2023 Offseason: Oh, nothing much happened... Diggs just tweeted mercurial wide receiver things for most of the spring, skipped voluntary workouts, attended a celebration that ESPN’s Alaina Getzenberg later was able to find the backstory for, then came to mandatory minicamp on the first day only to be excused from day one of practice, which led to head coach Sean McDermott saying he was very concerned, which then led to darn near all of Diggs’ teammates saying they were not concerned, and then Diggs spoke to the media on day two for the first time in months and pronounced everything water under the bridge. You know, regular old run-of-the-mill things.

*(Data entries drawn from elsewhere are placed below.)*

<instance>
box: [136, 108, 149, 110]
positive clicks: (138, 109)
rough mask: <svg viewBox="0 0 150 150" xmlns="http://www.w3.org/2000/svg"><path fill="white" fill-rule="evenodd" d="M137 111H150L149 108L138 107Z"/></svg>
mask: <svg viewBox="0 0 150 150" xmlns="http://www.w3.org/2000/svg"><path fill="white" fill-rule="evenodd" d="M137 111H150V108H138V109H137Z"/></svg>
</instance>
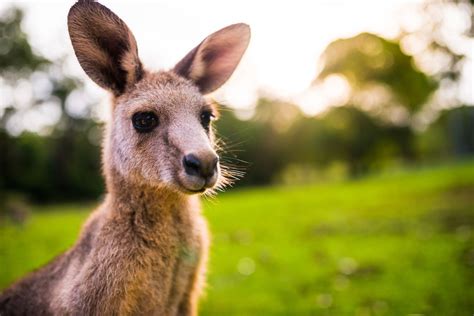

2023 Season outlook: All kidding aside from the paragraph above, I can’t say I was ever all that worried about the supposed offseason issues Buffalo and Diggs were having. Diggs is an emotional player. He always has been. Diggs loves to win. Buffalo did not win last year — and the way their season ended was incredibly disappointing. Any great team needs someone with the kind of fire Diggs brings to each game and each practice. Any great offense needs a player like Diggs, who does everything that an elite wide receiver is supposed to do. Diggs isn’t going to accept less than the best effort from his teammates, and he isn’t going to give anything less than his best effort, either.
In just three seasons, Diggs is fifth in Bills’ franchise history in receptions (338), eighth in receiving yards (4,189), and tied for sixth in receiving touchdowns (29). If he continues on his current yearly pace with the club, he’ll be in fourth in all of those categories by season’s end. Diggs was never going to leave Buffalo heading into this season. I’d be willing to bet he’s not going anywhere next year, either. The Bills’ offense remains the Allen and Diggs show for the foreseeable future.